Felton’s locks are darker than they were in his Slytherin days — more sand than platinum — but watching him fidget with his trademark coiffure is a bit like watching Daniel Radcliffe clean his glasses. You feel as if you’re getting a peek behind the scenes at Hogwarts.
Beyond the Wand, which debuted at No. 1, is the dishy, chatty result of a decade’s worth of Felton’s scribbling memories of growing up as the youngest of four brothers in Surrey, England (he was known as “runt” and “maggot”), and of the 10 years he spent as a boy wizard. “At a Comic Con, someone would ask me a question and then when I left, my mind would still be racing about that story,” he said. “I’d be compelled to write it down so I don’t forget it. I’m really renowned for losing things, but somehow I’ve managed to keep all these pieces of paper.”

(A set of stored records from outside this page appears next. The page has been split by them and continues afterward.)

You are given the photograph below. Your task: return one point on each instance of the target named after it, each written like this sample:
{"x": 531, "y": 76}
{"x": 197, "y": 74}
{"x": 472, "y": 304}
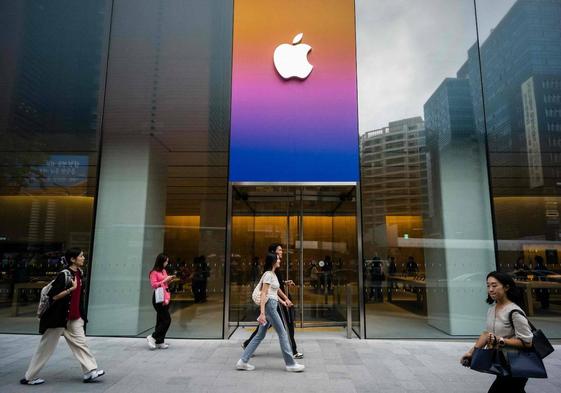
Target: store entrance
{"x": 317, "y": 228}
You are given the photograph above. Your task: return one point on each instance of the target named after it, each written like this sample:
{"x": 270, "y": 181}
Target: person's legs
{"x": 255, "y": 341}
{"x": 44, "y": 351}
{"x": 246, "y": 342}
{"x": 163, "y": 321}
{"x": 274, "y": 318}
{"x": 166, "y": 321}
{"x": 76, "y": 339}
{"x": 289, "y": 323}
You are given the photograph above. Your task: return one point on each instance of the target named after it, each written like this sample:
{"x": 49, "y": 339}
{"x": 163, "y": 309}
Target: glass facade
{"x": 114, "y": 137}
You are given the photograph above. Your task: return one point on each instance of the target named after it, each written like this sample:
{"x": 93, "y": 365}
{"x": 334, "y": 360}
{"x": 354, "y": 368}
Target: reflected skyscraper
{"x": 394, "y": 180}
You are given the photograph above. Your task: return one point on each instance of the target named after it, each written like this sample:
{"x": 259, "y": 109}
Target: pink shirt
{"x": 157, "y": 280}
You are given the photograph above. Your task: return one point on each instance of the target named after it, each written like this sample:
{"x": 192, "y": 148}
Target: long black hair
{"x": 512, "y": 291}
{"x": 270, "y": 260}
{"x": 159, "y": 264}
{"x": 71, "y": 253}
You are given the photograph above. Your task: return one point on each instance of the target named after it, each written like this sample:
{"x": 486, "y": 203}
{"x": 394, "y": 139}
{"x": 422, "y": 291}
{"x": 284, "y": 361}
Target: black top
{"x": 57, "y": 314}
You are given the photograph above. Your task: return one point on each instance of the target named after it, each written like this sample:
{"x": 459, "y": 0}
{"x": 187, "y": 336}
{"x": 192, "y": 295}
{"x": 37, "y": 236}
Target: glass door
{"x": 317, "y": 228}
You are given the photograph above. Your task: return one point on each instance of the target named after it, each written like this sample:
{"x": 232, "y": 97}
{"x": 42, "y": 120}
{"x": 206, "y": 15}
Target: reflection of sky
{"x": 405, "y": 49}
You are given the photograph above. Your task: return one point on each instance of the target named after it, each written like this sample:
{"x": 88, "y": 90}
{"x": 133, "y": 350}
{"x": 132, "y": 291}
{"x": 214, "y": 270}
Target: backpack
{"x": 44, "y": 300}
{"x": 256, "y": 295}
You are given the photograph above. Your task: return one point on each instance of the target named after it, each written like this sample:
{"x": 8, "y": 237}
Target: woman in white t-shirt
{"x": 270, "y": 297}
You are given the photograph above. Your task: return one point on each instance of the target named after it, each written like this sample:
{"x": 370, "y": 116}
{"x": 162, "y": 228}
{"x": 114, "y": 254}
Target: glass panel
{"x": 163, "y": 175}
{"x": 261, "y": 216}
{"x": 51, "y": 77}
{"x": 326, "y": 218}
{"x": 330, "y": 253}
{"x": 521, "y": 68}
{"x": 426, "y": 218}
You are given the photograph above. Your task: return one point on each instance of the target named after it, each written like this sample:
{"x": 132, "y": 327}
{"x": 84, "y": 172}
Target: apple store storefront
{"x": 396, "y": 161}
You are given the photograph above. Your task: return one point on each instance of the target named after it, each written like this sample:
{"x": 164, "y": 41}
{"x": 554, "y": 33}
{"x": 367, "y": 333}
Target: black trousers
{"x": 508, "y": 385}
{"x": 163, "y": 320}
{"x": 288, "y": 320}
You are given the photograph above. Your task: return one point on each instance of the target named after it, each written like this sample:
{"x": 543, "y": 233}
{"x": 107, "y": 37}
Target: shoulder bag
{"x": 527, "y": 363}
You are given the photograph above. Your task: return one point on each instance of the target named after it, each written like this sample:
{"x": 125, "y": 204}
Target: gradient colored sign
{"x": 294, "y": 130}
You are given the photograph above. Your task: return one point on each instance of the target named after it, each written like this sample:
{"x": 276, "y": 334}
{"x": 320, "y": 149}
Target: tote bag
{"x": 525, "y": 364}
{"x": 159, "y": 295}
{"x": 490, "y": 361}
{"x": 540, "y": 343}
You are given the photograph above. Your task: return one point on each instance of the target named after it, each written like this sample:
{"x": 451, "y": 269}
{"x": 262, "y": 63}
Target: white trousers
{"x": 76, "y": 339}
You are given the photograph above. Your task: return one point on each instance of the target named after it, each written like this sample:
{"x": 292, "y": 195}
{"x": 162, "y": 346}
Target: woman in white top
{"x": 269, "y": 316}
{"x": 503, "y": 295}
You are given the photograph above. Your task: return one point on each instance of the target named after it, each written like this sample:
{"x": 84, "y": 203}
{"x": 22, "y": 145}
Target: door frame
{"x": 228, "y": 330}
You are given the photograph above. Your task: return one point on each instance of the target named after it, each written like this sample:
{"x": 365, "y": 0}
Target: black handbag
{"x": 540, "y": 343}
{"x": 526, "y": 364}
{"x": 490, "y": 361}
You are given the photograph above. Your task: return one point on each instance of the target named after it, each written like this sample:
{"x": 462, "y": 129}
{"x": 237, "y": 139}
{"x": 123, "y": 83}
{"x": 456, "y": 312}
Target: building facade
{"x": 397, "y": 172}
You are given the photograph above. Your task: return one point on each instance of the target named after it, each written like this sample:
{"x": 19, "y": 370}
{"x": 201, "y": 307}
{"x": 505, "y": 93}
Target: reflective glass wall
{"x": 458, "y": 141}
{"x": 163, "y": 174}
{"x": 520, "y": 52}
{"x": 52, "y": 71}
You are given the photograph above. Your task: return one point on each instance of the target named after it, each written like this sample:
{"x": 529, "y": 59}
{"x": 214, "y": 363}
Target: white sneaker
{"x": 93, "y": 375}
{"x": 241, "y": 365}
{"x": 151, "y": 342}
{"x": 36, "y": 381}
{"x": 295, "y": 368}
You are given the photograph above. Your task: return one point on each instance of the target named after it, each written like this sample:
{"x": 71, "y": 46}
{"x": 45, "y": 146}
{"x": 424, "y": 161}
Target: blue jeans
{"x": 273, "y": 318}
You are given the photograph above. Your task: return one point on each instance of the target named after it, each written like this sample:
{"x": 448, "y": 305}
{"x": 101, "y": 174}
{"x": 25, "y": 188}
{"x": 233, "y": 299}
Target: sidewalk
{"x": 333, "y": 364}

Which of Felton’s revelations will be most surprising to the population known as Potterheads, who make old-school Beatles fans look like paragons of restraint? “I think maybe how much fun we had?” Felton offered. “That and I suppose the big one will be how I got cast as Draco Malfoy. Essentially they asked me which part of the book I was most excited to see in a film and I panicked, knowing full well that I didn’t know anything about the book. So I just said the same thing as the kid next to me and lied — pretty poorly, I imagine, because Chris Columbus, the director, saw straight through my lie. I think that was the first moment that he thought: Draco.” (For the uninitiated, Draco is a cunning and malevolent soul, albeit a gifted magician.)
Felton writes, “I’d like to tell you that the 12-year-old Tom was inspired to squirrel himself away with some Harry Potter books as a result of being involved with the auditions, but he wasn’t. It helped, I think. The filmmakers weren’t so much looking for actors; they were looking for people who were these characters.”
Spoiler alert: Draco Malfoy isn’t all bad; he just grew up surrounded by evil people. And the man who embodied him has some solid advice for the younger generation: “Don’t lie, kids. It’s a good rule of thumb not to lie.”